Snacks: Double Chocolate Banana Bread. This bread was so good! I warmed it and then added a little peanut butter. SO good. For the chocolate chips, I swapped them for 1/2 cup of chopped up Tony’s Chocolate Bar. Tony’s had a promo to bring awareness to slavery in chocolate and was selling their version of well known chocolate bars like Kit Kats or Twix. I bought both because I like Tony’s and I like Kit Kats and Twix but the Tony’s version was almost inedible! I was so disappointed. The ‘caramel’ wasn’t caramel at all but bits of toffee mixed in. It was also way, way to sweet. And I almost NEVER say that. Because I couldn’t eat the bars straight, I chopped up some of the “twix” bar and added it to the bread instead of chocolate chip.
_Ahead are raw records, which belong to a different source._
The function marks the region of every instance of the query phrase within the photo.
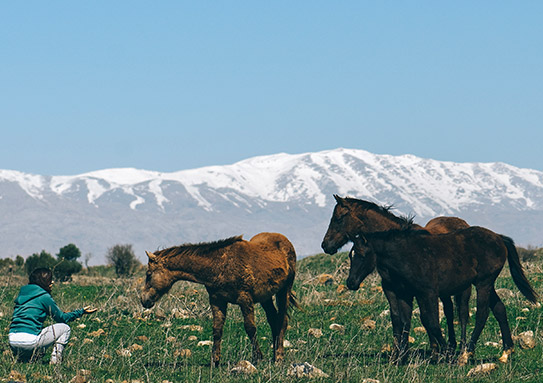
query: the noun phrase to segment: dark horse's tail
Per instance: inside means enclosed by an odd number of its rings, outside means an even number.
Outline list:
[[[530,302],[536,303],[538,295],[532,286],[530,286],[530,282],[528,282],[528,279],[526,279],[526,275],[524,275],[524,270],[520,264],[515,242],[505,235],[502,235],[501,237],[505,243],[505,246],[507,247],[507,260],[509,261],[509,270],[511,270],[513,282],[515,282],[515,285],[517,285],[522,295],[524,295]]]

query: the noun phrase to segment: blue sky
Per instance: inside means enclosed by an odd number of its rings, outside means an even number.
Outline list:
[[[0,3],[0,169],[338,147],[543,170],[541,1]]]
It was much more edible when baked into banana bread!! Just a good hack if you have some extra chocolate laying around after easter or any holiday!
**Honorable Mention** I usually meal prep enough to get me through Friday or Saturday and then try to use what I have to get through the weekend. I have to give a shout out to this #usewhatyouhave recipe because it turned out really well and it’s a good Friday Night meal.

sourdough discard pizza dough and “use what you have” veggies: This recipe was 100% based of what I needed to get rid of in my fridge. I had some fresh sourdough discard and veggies that needed to be used! It ended up coming out really tasty, despite the fact that it had sugar snap peas on it. Who knew??!
For the crust, I used the Sourdough Discard Pizza Dough recipe from Zero Waste Chef. The recipe can be chilled in the freezer or frozen. As it makes 2 crusts, I used one and froze the other. If you are cracking open some pizza sauce for this recipe and don’t want it to go bad, you could pop that in the freezer too so your crust and sauce are ready the next time you have vegetables going bad. The crusts are on the smaller side, or I’m just really bad at stretching pizza dough. I got 4 large slices out of the crust. If you are meal prepping, you could make the pizza ahead of time and pair it with a side salad throughout the week.
This particular pizza athad BBQ sauce (I’m not a tomato sauce fan), roasted mushrooms, caramelized onions, red peppers, snap peas (I know, weird but it’s what I had!), a tiny bit of vegan cheese I had kicking around and nutritional yeast. It was surprisingly really good!
St. Patrick’s Day is next weekend. Are you guys planning anything special?